If you're implementing the tracking yourself, you'll use both sections. If you're writing requirements for an engineering team to implement, focus on concepts; share the implementation chapters with the engineers.
A note for analysts and marketers
If you're not the one writing the SDK calls, you can skip the code examples. But your role in defining the requirements is critical.
Vague requests lead to incorrect implementation. Instead of asking developers to "track sign-ups," specify exactly when the event fires (on the confirmation page, only when registration succeeds), which user properties get set before it (account_type, email), and what happens on failure (a separate Sign-up failed event with the error type). The more precise you are about when, where, and under what conditions an event fires, the more accurate your data will be.
The concepts section — especially the chapters on event taxonomy and naming conventions — gives you the vocabulary to write those specifications.
What you'll have when you're done
- Page views, sessions, and traffic data flowing reliably
- Users identified across sessions and devices, with retention analysis that actually works
- Feature usage tracked at meaningful state transitions, not random clicks
- Revenue events tied directly to Stripe webhooks — trial conversions, renewals, cancellations, expirations all firing correctly
- Dashboards that answer the questions your team actually asks: which channels convert, who's retaining, what drives revenue
- Data you trust enough to base decisions on
That last one is the actual goal. The rest is in service of it.
A note on tools
This guide currently uses Amplitude as the implementation example. That's the tool I work with most often, and the patterns translate cleanly to PostHog and Mixpanel — same event-based model, same separation of events from user properties, same client/server trade-offs.
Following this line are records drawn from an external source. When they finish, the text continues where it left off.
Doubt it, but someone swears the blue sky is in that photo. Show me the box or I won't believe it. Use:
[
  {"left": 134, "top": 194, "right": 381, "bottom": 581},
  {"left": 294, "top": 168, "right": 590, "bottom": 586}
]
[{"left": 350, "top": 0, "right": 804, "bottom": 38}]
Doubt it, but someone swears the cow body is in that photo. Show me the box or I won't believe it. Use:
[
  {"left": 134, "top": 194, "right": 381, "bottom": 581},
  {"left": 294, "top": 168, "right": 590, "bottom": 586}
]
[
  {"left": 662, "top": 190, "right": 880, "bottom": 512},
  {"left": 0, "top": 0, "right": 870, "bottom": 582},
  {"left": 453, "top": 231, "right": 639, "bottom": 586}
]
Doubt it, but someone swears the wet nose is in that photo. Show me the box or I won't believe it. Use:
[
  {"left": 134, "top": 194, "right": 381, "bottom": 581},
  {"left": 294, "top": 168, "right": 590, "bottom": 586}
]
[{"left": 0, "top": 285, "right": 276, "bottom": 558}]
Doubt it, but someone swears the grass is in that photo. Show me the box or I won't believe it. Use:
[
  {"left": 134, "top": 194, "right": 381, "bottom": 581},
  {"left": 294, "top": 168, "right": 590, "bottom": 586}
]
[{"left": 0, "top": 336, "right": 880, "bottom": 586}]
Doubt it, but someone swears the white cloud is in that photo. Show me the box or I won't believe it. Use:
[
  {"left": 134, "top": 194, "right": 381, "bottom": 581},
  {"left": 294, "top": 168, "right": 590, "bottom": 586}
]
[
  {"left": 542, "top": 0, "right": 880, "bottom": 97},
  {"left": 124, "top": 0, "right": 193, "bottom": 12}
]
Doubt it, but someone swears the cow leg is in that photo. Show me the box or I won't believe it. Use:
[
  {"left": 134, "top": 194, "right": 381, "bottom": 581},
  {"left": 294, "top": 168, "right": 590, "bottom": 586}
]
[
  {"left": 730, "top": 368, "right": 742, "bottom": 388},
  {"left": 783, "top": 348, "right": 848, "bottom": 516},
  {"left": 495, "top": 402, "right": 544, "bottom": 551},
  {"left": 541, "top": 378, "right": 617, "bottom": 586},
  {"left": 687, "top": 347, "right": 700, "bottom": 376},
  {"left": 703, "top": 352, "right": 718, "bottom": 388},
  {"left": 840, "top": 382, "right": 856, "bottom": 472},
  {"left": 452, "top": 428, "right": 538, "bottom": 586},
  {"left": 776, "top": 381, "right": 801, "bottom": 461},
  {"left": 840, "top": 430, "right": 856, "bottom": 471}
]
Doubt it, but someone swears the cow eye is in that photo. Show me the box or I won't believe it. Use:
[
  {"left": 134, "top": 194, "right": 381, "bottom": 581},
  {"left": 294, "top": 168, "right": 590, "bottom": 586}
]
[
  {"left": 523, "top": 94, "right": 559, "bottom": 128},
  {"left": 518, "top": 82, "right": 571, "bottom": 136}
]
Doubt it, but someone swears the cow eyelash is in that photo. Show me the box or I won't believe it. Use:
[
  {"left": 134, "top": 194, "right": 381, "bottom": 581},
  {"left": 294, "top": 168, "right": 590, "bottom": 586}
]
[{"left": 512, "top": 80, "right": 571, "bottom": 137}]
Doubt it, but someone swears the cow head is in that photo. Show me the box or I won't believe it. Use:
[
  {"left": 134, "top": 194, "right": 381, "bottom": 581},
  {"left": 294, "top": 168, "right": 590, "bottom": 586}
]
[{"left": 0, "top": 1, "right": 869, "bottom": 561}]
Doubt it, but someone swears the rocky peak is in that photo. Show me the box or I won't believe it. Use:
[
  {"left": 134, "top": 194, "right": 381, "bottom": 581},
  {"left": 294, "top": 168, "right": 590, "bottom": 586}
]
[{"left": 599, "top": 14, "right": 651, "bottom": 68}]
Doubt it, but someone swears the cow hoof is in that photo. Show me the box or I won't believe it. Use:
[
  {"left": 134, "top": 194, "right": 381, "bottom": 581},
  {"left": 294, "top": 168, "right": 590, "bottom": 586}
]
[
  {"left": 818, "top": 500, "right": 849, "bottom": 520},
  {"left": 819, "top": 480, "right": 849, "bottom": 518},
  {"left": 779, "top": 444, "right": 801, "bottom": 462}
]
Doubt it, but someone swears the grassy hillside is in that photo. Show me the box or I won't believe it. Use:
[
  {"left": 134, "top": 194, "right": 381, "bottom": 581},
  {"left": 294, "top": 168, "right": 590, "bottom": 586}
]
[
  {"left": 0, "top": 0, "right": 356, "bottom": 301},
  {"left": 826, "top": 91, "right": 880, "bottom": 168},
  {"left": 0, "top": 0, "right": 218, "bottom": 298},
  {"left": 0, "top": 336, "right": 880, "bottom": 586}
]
When PostHog and Mixpanel chapters get added, the concepts section won't change.
If you're using something else — Heap, Segment, Pendo — the concepts section is still useful. The implementation chapters are Amplitude-specific, but the structure (what events to track, when to fire them, how to handle device and session IDs server-side) carries over.
Where to start
If you're new to analytics implementation, read the concepts section first, then work through the implementation modules in order. Each chapter takes 5–15 minutes to read.
If you already have basic tracking in place and want to add authentication or revenue tracking, jump straight to those chapters. Each one tells you what it assumes you've already done.
If you want a single page to bookmark and come back to, the chapter on mapping Stripe webhooks to analytics events is the one. It's the most reference-heavy chapter and the one I look up most often myself.